1993年，Hsu定义了Fibonacci立方体 ${\Gamma }_n$ [1] 作为新的内联网拓扑结构模型，斐波那契立方体可以作为一个等距离子图嵌入到布尔立方体(超立方体)中，它还包含一些其他特殊结构，如Lucas立方体作为它的子图，因此斐波那契立方体可以在容错计算中得到应用。Fibonacci立方体及其相关立方体的很多性质被大量的学者研究 [2] - [8] 。特殊地，Fibonacci立方体和Lucas立方体度序列多项式 [9] 也得到了研究。Zhang等 [10] [11] 在平面基本二部图的完美匹配集合上建立了一个有限分配格——匹配型分配格的概念。斐波那契立方体是平面六a角系统fibonaccenes的共振图，所以以有向斐波那契立方体作为Hasse图的分配格是匹配型分配格。Wang等 [12] 研究了有限分配格的凸扩张，给出Fibonacci立方体的一种更简单的画法。继而Wang等 [13] 提出了匹配型Lucas立方体的结构并且用一种统一的方式得到其度序列多项式。周玉玉等 [14] 提出了一类新的斐波那契相似立方体——匹配型分配格并研究了该类立方体的一些特殊性质。本文对周玉玉等 [14] 提出的斐波那契相似立方体给出了一个定向，并讨论了其与出度、入度相关的多项式，如度序列多项式、出度多项式及出入度多项式。

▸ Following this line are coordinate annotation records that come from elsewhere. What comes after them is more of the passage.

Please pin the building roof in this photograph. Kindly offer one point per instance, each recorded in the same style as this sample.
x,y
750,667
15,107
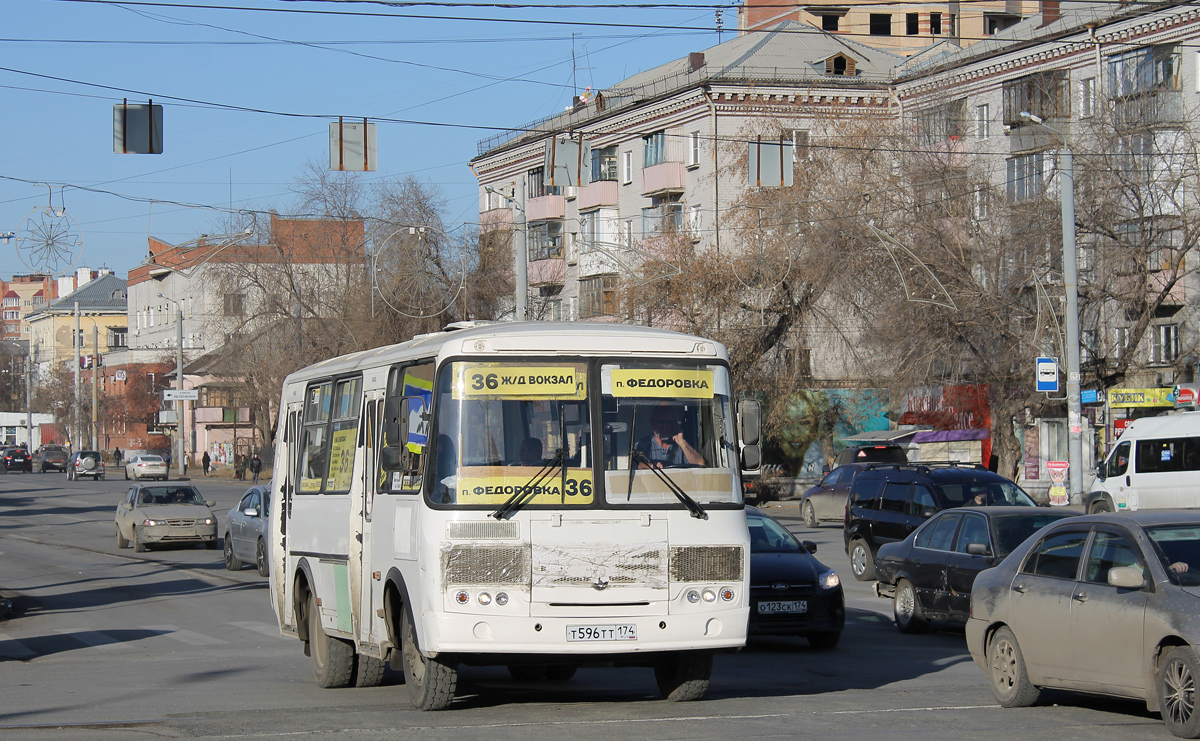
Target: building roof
x,y
105,294
790,53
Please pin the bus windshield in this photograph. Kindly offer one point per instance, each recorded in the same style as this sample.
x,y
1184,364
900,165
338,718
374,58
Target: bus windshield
x,y
513,427
671,417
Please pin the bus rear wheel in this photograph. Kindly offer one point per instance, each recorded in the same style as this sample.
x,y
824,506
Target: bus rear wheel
x,y
333,660
683,675
431,681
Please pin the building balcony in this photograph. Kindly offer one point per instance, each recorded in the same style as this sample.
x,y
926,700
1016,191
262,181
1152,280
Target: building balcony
x,y
545,206
599,193
547,271
496,220
663,178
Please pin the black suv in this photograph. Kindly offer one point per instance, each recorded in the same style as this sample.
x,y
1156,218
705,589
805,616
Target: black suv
x,y
888,501
881,452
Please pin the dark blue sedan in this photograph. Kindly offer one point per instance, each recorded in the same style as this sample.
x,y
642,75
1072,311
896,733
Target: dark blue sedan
x,y
791,592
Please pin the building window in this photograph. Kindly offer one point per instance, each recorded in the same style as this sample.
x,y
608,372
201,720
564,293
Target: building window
x,y
1146,70
1044,94
983,121
654,149
546,240
1026,176
233,305
665,216
1087,97
604,163
1167,343
598,296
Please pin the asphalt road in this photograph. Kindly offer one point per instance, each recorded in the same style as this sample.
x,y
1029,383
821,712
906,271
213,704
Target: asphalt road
x,y
111,644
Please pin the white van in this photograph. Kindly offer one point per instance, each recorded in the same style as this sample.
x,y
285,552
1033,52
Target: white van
x,y
1155,465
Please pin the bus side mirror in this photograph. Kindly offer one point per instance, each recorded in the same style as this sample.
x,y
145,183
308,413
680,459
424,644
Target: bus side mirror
x,y
749,421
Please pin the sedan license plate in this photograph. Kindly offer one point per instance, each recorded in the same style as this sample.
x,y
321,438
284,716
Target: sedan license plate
x,y
774,608
601,632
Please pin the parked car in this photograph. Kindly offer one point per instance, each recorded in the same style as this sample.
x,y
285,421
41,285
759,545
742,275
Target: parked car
x,y
51,458
145,467
159,514
1155,464
881,452
928,576
827,500
85,463
1101,603
17,459
246,530
888,501
791,592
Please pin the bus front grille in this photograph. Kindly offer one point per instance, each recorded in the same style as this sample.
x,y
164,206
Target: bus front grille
x,y
706,564
485,565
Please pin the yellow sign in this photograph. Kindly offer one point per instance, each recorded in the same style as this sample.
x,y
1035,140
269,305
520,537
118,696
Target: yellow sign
x,y
659,384
341,459
1140,397
519,381
497,489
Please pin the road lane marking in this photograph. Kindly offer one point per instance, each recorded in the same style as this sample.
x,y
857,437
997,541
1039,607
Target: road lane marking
x,y
95,639
265,628
11,648
852,712
184,636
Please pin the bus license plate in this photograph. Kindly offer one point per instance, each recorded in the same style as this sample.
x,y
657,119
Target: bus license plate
x,y
774,608
601,632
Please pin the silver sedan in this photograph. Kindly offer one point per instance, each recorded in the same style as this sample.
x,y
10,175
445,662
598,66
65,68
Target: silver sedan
x,y
145,467
1104,603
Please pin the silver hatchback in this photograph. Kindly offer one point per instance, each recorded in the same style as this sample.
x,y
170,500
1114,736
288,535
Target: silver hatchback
x,y
245,540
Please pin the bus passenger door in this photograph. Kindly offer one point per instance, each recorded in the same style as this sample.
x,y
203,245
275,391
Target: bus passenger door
x,y
370,589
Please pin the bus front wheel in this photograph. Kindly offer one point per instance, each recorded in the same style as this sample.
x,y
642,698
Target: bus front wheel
x,y
683,675
333,660
431,681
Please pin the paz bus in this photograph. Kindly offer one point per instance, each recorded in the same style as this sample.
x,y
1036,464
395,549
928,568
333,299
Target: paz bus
x,y
537,495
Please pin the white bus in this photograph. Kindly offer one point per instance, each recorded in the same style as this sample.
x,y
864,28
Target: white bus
x,y
533,495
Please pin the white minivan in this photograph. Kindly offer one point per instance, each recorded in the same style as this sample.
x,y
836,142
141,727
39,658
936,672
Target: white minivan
x,y
1155,465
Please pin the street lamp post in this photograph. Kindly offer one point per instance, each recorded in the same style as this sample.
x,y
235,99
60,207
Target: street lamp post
x,y
1071,283
180,441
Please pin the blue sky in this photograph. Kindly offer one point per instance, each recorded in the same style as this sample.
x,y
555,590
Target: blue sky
x,y
65,62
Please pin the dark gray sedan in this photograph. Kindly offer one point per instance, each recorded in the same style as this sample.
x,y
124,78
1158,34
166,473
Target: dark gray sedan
x,y
245,538
1103,603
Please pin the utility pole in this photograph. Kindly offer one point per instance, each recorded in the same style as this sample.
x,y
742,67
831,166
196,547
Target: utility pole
x,y
95,386
75,401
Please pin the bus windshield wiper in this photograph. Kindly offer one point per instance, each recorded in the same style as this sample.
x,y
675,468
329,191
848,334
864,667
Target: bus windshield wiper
x,y
688,501
526,493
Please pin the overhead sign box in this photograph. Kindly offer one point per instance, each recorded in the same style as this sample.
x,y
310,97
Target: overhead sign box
x,y
1048,374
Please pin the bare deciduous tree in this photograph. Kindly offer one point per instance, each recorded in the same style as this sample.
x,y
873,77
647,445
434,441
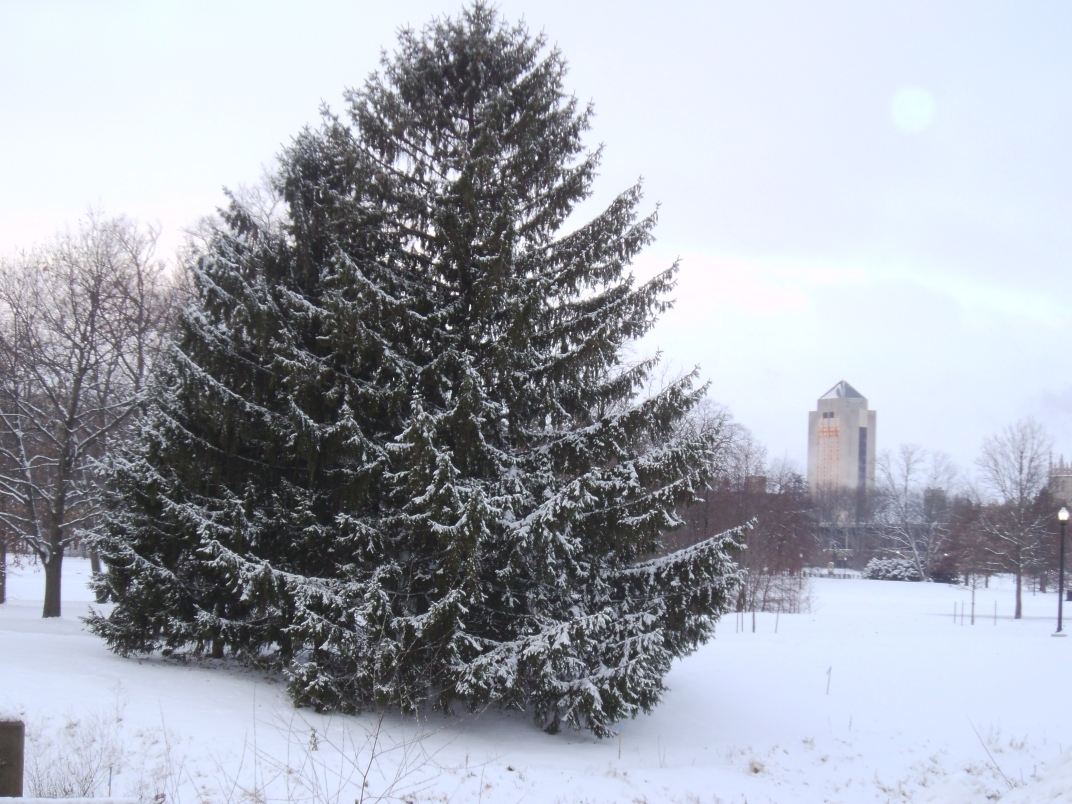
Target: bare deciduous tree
x,y
82,323
912,496
1014,471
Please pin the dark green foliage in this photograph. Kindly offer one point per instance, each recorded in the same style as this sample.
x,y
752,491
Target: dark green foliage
x,y
398,452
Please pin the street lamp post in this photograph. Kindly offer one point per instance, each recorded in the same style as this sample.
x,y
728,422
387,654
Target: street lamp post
x,y
1062,516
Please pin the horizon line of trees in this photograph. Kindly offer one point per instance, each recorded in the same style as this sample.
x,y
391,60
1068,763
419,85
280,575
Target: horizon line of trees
x,y
85,317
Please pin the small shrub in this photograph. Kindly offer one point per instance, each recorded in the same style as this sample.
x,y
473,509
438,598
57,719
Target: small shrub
x,y
891,569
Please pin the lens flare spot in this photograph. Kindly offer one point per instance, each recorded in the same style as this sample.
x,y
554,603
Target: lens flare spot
x,y
912,109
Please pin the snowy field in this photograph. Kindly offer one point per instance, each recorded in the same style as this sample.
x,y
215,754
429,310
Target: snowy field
x,y
919,709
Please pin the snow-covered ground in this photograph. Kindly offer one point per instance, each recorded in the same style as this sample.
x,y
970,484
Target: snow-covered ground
x,y
920,708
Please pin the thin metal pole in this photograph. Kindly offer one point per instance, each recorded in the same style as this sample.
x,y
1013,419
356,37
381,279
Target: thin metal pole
x,y
1060,585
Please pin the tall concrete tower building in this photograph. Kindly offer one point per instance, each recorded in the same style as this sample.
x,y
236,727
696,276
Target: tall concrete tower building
x,y
840,442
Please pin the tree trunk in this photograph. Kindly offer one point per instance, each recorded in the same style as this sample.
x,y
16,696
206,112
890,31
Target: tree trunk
x,y
54,569
1020,589
94,562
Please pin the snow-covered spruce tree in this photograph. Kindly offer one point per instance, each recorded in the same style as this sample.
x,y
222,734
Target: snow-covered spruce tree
x,y
398,451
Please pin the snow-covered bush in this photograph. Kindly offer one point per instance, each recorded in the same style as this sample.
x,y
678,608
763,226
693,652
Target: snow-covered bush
x,y
75,760
891,569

如果一个集合P有二元序关系 $\le$满足自反性、反对称性和传递性，那称P为偏序集。如果 $x<y$且 $x\le z<y$必有 $x=z$，则称偏序集P中y覆盖x。偏序关系与其覆盖关系相互唯一确定，偏序集的覆盖关系可以表示为以P中元素为顶点的有向图(通常画为Hasse图)：当且仅当y覆盖x时， $\left(y,x\right)$是一条弧。设Q是偏序集P的一个子集，若 $y\in Q$且 $y\le z$，则 $z\in Q$，则称Q为P的一个滤子， $ℱ\left(P\right)$表示一个偏序集P的所有滤子。P的所有滤子 $ℱ\left(P\right)$按照反包含关系( $Y^{\prime }\le Y$当且仅当 $Y^{\prime }\supseteq Y$)构成的偏序集是个分配格，称为滤子格，而且 $ℱ\left(P\right):=\left(ℱ\left(P\right),\supseteq \right)$是一个有限分配格。在有限分配格 $ℱ\left(P\right)$中， $\hat{1}$(或 $\hat{0}$)表示最大(或最小)元，从 $\hat{1}$到 $\hat{0}$按元素覆盖关系给分配格 $ℱ\left(P\right)$一个定向，这样最大元 $\hat{1}$只有出度，最大元 $\hat{1}$和最小元 $\hat{0}$之间的其他元素首先有入度然后有出度，而最小元 $\hat{0}$只有入度，这样的定向也是Z-变换图顶点间的定向，就可以定义并研究分配格的出度多项式及其出入度多项式。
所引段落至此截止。